I would like to divide this into a couple of parts.
One, how will we make the farming part of it financially sustainable or self-sustaining? We're trying to raise a little over $1 million to build a farm. We're going to start with 5,000 birds and scale it up to about 30,000. It costs us about $120,000 to provide pullets and feed for a year for those birds, so the initial part deals with fundraising. However, there is a large-scale commercial egg production company in Swaziland. Obviously, orphans don't have money to buy food so that creates a different short term, but that company has offered to help. In fact, they're currently donating eggs to the project while we gear up the farm.
They have a small I guess expatriate population that is looking for different types of eggs—free-run, free-range—and they will pay more. They're looking to partner with us in the project, and they will pay a premium for those eggs. We are also even looking in the longer term at an idea about creating a Project Canaan egg brand that we can sell at a premium. There is some long-term thinking on how we can create ongoing financial stability.

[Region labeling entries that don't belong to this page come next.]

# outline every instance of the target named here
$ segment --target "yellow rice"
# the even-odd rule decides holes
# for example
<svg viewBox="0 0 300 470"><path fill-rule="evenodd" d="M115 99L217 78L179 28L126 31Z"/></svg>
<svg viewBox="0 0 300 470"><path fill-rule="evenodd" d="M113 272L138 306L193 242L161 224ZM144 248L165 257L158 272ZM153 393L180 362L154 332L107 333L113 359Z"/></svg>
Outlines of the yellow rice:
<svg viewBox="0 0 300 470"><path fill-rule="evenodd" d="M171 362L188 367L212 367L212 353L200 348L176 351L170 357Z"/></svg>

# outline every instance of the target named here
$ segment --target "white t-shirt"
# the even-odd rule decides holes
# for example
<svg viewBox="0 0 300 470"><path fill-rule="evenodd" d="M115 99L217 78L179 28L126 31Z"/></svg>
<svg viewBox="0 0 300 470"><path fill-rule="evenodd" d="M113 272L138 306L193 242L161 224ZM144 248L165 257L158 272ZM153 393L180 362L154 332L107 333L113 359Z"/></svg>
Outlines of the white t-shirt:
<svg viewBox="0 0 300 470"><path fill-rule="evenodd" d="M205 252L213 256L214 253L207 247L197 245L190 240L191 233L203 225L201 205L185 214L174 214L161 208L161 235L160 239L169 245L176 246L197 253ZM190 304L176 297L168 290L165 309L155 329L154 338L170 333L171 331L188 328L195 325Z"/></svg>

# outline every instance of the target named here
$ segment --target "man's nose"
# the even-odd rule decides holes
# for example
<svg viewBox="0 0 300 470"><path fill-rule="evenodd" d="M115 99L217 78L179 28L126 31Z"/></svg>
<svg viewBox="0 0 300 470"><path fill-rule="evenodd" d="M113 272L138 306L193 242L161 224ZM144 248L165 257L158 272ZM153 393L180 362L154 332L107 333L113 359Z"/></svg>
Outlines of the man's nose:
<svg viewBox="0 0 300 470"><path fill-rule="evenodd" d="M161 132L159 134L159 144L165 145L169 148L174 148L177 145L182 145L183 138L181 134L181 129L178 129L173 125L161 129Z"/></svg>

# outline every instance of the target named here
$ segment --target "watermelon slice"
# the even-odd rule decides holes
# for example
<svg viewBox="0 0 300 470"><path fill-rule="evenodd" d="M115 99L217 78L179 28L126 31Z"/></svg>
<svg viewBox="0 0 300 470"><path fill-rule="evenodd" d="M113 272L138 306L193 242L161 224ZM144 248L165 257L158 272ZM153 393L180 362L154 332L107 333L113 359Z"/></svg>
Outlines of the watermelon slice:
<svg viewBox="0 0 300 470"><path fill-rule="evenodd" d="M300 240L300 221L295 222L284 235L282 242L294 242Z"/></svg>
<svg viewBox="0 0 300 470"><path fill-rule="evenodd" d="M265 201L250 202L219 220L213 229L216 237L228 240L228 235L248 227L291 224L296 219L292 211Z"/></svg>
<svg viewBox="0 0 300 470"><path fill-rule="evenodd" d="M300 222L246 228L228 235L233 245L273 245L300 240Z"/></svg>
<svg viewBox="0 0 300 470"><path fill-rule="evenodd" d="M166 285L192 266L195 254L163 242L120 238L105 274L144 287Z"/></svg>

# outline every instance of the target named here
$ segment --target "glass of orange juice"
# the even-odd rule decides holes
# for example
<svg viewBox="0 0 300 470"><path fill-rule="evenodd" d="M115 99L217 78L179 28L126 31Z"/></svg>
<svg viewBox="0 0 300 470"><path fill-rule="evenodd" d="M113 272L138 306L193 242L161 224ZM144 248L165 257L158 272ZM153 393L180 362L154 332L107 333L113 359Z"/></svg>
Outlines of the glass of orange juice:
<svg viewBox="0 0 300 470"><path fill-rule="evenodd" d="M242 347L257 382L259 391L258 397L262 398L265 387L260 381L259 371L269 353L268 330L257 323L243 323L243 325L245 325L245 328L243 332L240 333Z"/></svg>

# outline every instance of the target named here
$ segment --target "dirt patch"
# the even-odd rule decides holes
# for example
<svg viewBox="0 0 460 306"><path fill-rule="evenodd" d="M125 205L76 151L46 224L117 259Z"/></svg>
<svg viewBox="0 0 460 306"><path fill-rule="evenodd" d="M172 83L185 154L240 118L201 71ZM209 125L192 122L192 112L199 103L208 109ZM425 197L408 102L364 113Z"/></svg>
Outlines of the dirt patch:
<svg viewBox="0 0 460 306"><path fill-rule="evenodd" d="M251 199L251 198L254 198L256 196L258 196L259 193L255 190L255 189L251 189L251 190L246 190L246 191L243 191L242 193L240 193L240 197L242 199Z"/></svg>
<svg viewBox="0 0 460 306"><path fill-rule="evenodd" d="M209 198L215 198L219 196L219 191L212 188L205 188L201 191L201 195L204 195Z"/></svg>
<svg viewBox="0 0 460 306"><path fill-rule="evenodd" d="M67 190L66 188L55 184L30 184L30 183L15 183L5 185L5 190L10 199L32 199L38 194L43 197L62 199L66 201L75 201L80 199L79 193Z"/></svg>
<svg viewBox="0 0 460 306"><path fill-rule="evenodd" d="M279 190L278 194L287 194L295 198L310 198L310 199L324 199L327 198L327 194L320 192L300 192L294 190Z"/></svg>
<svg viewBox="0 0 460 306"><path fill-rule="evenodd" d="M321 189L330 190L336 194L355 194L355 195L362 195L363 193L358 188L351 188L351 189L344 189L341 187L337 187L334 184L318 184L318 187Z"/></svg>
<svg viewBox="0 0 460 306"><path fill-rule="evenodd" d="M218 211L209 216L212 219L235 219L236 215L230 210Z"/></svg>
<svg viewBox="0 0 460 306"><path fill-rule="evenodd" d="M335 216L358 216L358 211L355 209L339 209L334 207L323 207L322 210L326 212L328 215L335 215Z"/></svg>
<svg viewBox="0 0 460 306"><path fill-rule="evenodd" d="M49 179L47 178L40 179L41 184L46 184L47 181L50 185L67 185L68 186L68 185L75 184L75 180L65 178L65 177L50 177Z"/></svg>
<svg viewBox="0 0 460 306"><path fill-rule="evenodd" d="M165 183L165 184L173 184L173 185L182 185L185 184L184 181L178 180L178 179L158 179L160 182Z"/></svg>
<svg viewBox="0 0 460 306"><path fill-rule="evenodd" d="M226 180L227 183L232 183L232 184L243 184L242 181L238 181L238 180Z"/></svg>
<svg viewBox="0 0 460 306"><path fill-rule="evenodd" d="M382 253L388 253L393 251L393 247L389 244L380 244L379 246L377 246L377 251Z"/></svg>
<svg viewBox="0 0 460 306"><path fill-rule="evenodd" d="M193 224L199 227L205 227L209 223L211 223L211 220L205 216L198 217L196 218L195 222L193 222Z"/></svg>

The other part that's really important is the human sustainability part. Ian and Janine do not adopt these children out. They're going to educate them and raise them. They will have them right through until they are adults. Part of that process, both for the children and for the farm workers, is to learn. If you contemplate the impact of the adults dying off, you can see that the skills of how to produce food or how to do carpentry or electrical work are all being lost, so there's a significant human education and vocational training that's part of this for the children, ultimately, and for all of the farm workers.
The impact of what they're doing at Project Canaan is rippling way beyond what the obvious benefits would be of the farm and the orphanage. We were sitting out late one evening—before the snake story arrived, which we'll tell you at some point—and we could see all these lights going on in the dark. Janine and Ian said that was something they're most proud of because they never used to see lights. There were a few cook fires, but no one had electricity. The whole standard of living is coming up. There's the financial and human sustainability on this project.
For the IEF, as we identify opportunities to tie in, every one of our projects is helping somebody do a better job of the business they have, helping somebody start a business, or helping somebody who is an entrepreneur. If I use the Hollard Foundation example—which is not a project we're doing yet, as it's at the conceptual phase—it's about matching training and expertise with a much larger vision for a bigger business.
For us, we inherently get I think that the sustainability question is imperative and that you have to work with the local people for it to be achieved. Whatever your project is, it has to fit with the circumstances on the ground, if you will, and you have to be adaptable to change.